= Ghalta =

Kind of mixed cloth of silk from Hindustan

Ghalta was an old Hindustani fabric made of silk and cotton. Additionally, it was given the name " Azamgarh Satinette." According to John Shakespear, Ghalta was also referred to "a thick sort of cloth."

== Weave ==
Ghalta was a mixed cloth made of silk and cotton yarns. Ghalta had a standard length of 9 yards and a width of 26 inches.

The word "Ghalta" derives from the Persian "Ghaltidaan." which means "to roll." The cloth was finished with hot cylinders to give it a smooth glazed aesthetic. It was calendered and pressed so firmly on the surface that no cotton yarns could be seen, while the back side of the fabric shows all cotton yarns with little silk.
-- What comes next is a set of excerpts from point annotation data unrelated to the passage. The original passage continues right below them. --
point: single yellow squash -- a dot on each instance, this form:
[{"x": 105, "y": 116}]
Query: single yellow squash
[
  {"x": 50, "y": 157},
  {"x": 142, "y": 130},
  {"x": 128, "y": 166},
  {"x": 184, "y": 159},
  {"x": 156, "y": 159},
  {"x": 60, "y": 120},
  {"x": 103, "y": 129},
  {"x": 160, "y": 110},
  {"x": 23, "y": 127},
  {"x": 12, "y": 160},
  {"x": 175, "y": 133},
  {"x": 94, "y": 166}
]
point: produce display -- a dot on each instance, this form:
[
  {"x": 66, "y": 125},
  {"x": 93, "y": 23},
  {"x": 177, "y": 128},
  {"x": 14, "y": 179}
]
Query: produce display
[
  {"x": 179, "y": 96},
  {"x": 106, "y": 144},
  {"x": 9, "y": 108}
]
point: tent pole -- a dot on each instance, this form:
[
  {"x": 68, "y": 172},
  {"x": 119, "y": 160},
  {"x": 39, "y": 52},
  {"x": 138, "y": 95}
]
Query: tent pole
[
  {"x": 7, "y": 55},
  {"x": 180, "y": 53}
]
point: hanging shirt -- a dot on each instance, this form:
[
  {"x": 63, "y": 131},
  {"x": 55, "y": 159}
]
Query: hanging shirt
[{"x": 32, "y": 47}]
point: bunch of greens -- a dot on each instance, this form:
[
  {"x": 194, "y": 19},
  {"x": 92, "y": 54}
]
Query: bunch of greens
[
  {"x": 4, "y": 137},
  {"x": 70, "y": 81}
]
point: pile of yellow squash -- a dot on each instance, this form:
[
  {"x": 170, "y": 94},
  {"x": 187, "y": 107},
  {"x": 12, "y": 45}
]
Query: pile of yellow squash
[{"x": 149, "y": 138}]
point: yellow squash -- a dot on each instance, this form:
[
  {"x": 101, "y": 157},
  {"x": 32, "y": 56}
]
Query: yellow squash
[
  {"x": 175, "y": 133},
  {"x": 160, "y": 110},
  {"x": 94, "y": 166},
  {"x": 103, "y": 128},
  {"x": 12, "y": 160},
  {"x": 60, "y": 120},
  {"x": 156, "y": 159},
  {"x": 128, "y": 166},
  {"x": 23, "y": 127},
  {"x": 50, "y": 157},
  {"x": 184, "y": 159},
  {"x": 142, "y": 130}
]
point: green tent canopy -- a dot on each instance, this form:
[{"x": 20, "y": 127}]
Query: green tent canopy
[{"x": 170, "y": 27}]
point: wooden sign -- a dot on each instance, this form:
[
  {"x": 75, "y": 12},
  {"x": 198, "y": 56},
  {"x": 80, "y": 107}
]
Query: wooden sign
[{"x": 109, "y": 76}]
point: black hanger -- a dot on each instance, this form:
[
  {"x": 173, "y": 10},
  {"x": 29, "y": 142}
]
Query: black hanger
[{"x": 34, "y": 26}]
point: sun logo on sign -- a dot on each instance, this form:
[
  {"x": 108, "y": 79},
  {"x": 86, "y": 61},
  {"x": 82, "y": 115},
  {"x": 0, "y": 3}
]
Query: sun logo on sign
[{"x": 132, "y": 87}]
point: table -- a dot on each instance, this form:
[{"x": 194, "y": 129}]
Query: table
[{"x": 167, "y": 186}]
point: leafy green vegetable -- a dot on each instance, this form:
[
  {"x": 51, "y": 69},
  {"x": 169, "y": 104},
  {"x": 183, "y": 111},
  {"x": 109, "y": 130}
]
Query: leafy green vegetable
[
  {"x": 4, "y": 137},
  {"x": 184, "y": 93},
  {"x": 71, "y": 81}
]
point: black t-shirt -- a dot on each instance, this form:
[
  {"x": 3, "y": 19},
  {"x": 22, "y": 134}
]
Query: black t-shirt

Ghalta has a characterised check pattern that is bound with one, two, or three lines, and the portion between the one direction may be filled with another (different than the rest of the fabric) coloured silk that creates a combination of checks and stripes. There were more patterns as well.

=== Use ===
Ladies preferred plain Ghalta in pink shades, while men favored pale yellow (makhania) in the same. Yellow stripes on red ground were a traditional pattern for wedding ceremonies. Ghalta was used in achkan, angarkha, sherwani, and coats in a similar way to Mashru.

== Production ==
Ghalta was produced in a number of towns, including Mubarakpur, which had been producing textiles since the 18th and early nineteenth centuries. Azamgarh, Khairabad, Mau, and Varanasi were the other towns producing Ghalta. Azamgarh was known for its high-quality Ghalta.

Ghalta held a prominent position in the provincial silk industry. In the 18th century, it was traded to Nepal and nearby Awadh.